First, he says, the restaurant industry ranks No. 1 for substance abuse. Those who have had trouble controlling drinking or drug use should proceed with caution. “It’s too easy,” he says. “The lifestyle I did live, now I’m a dad and shit, is that of a petit rock star. You’re not praised, but sex, drugs, and alcohol are all over the industry.”
Applicants should also ask themselves whether they’re in a happy relationship and whether one partner supports the other’s desire to work in a bar or restaurant. “Because of the access to alcohol, and because you’re dealing with a bevy of attractive people between 25 and 45 who tend to be good looking, friendly, and flirtatious, that can really fuck up your relationship very quickly,” Brown says. “You have to have physical stamina and impulse control.”
For his part, Brown hesitates to hire people with day jobs because of scheduling. “Our job is in real time, so if that person doesn’t show because of their other job, which becomes a priority since it’s their major means of making money, then all of a sudden everybody’s out,” he says. “There are special people who can do it and still maintain their jobs, but they’re unicorns. When you find them, they can be a great addition to lifers.”

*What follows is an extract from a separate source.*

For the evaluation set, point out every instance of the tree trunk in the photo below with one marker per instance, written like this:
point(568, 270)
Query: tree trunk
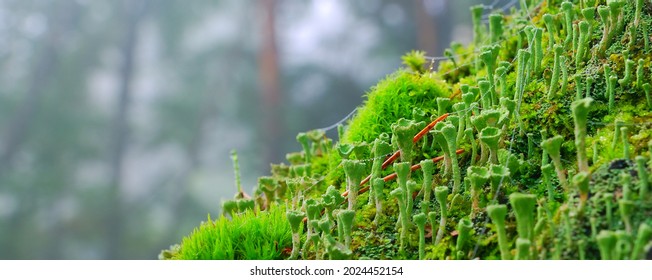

“Lifers” is what he calls career hospitality workers. Sometimes he’ll meet someone and know they’re a “lifer” before they do. Among them was LaurenPaylor, a 24-year-old bartender who rotates between Brown’s 7th Street bars. “She was in nursing school trying to figure it out, and I saw her personality and uniqueness,” Brown says. “She would have stood out in any job, but she has a beautiful way of connecting with people.” Maketto, Jack Rose Dining Saloon, and Minibar are among other restaurants with at least one former-professional-turned-lifer on staff.
Most who moonlight in the food world do so as bartenders, food runners, or hosts because those jobs enjoy later start times, enabling smoother day-to-night transitions. But there are exceptions. Carey Russell, for example, maintains a grueling balancing act as co-owner and general manager of forthcoming vegetable-centric restaurant Rooster & Owl, the name of which is a nod to the fact that the 29-year-old rises early to work as associate director of stewardship at Children’s National. Her husband, Yuan Tang, is the owl because he closes down the kitchen late at night.
Russell got her initial taste of the local food scene when she picked up shifts as a hostess at the now-shuttered Rogue 24, where Tang was cooking. Chef RJ Cooper brought her in and convinced her to give it a try. “I wouldn’t have done it if he hadn’t showed me that it’s about picking the right people, so I felt special,” Russell says.
She has advice for those thinking of picking up a hobby jobby. First, show an interest. “That’s how we got most of our captains—people cold-called us,” she says. “You can really tell who has a passion for it.” Second, be fearless. “You gotta just do it. You’re going to spill a drink on someone, I guarantee it, but it’ll be OK. You’ll learn and get better.”